You accidentally put the name of your current protagonist as a reference on an application--it's the phone number that trips you up.
You have EVER finished a book and thought "I could do better."
Words like characterization, exposition, story arc, resolution and dramatic effect are frequently used even in non-writing conversation.
Your spouse trusts sending you to the mall with a credit card so long as there isn't a bookstore in said mall.
Instead of saving up for a vacation to Disneyland, you have a fund in place so that one day you too might own the Oxford English Dictionary--hard copy and CD.

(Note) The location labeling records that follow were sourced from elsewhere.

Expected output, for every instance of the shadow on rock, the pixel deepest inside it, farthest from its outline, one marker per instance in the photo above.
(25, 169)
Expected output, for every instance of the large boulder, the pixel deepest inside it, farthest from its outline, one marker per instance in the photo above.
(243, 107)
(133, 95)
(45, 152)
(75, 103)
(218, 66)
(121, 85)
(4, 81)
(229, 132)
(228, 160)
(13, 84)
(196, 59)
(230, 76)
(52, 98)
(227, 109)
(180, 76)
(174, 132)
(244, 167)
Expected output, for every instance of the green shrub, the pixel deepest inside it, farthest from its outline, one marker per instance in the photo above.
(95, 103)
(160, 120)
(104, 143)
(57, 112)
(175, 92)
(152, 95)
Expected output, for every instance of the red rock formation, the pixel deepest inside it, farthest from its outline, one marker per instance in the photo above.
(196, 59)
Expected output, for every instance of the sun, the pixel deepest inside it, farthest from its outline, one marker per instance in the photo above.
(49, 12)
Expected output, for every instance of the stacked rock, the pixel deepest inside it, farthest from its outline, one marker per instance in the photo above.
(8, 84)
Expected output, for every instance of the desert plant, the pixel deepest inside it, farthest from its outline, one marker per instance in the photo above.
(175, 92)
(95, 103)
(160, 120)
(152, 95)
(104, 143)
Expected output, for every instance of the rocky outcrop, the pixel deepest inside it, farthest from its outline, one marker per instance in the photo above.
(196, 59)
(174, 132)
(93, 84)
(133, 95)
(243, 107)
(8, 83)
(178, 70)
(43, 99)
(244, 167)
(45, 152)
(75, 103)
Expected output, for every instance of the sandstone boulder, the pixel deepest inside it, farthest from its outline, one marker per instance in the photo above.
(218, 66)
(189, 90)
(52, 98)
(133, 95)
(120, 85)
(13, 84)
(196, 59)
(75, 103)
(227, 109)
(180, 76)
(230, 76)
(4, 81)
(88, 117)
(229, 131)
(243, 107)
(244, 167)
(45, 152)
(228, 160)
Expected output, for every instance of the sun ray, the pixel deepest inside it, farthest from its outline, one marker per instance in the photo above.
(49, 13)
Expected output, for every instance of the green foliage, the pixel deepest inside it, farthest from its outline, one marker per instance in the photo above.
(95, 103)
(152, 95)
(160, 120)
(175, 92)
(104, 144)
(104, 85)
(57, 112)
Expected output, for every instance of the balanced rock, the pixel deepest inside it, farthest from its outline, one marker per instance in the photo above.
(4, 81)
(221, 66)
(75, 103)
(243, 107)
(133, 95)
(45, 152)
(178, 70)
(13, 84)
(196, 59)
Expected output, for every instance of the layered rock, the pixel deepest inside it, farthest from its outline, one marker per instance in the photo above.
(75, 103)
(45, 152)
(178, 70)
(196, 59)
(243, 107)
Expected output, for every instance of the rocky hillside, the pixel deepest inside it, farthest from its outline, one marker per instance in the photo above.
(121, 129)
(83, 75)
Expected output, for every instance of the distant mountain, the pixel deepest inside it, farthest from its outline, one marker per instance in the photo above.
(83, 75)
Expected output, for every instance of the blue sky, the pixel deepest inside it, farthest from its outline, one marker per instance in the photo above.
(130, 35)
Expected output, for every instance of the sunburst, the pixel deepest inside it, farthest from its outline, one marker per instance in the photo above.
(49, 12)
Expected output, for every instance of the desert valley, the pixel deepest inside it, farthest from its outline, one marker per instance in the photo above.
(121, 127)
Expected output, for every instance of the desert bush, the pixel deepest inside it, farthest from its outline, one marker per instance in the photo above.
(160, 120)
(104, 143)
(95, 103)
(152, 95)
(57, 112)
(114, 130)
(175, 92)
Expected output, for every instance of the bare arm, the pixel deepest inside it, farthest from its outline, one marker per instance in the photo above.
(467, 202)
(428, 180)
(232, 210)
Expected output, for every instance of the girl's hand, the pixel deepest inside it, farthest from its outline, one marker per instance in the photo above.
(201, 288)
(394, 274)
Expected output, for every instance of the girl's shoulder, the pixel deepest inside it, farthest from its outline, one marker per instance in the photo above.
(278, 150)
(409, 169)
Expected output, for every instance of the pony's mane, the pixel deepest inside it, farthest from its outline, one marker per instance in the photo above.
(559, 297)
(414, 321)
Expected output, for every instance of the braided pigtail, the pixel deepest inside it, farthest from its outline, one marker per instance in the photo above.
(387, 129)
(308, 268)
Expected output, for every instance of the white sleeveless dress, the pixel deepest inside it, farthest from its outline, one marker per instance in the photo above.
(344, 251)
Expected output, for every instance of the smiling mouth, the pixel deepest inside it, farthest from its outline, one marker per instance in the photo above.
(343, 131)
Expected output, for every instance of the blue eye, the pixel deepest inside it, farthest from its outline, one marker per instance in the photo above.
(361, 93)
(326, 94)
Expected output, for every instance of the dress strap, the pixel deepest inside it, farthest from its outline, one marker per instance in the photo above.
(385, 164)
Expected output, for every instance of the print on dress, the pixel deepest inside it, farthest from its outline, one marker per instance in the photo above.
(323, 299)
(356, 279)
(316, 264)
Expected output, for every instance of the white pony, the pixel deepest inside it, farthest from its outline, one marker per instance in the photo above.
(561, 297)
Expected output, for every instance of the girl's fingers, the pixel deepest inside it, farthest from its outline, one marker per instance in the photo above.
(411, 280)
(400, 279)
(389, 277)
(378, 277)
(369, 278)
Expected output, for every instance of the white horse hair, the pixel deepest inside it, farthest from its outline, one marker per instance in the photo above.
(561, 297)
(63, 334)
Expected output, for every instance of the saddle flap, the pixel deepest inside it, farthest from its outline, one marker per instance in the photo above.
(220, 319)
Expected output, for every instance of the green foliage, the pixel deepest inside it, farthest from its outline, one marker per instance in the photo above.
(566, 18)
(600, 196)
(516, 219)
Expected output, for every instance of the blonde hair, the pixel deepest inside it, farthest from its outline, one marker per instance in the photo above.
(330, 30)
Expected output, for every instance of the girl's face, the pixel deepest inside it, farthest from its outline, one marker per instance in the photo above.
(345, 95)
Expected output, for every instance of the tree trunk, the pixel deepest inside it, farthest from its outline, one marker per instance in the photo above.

You ponder the meaning of words like loquacious and rudimentary--how have their definitions changed between the early nineteenth century and today? What is their root language? When was the first usage of such words in modern literature? Can you use them in your current WIP without sounding like a pontificating intellectual?
You have ever read the someones name tag and noted it would be the perfect name for a character. You then asked them to pronounce it for you, pretending you were just curious.
Friends and family hesitate to confide in you for fear a new and improved version of their tragedy or triumph might show up in your current work in progress.
You have an inspiring quote in your house at this very instant by Mark Twain, Ralph Waldo Emerson, Henry David Thorough or Steven King.
Instead of saying "We'll laugh about this later" you often comfort yourself with "This will make a great scene in a book one day."
AND, last but not least, while reading this, you thought of another one :-) Do share.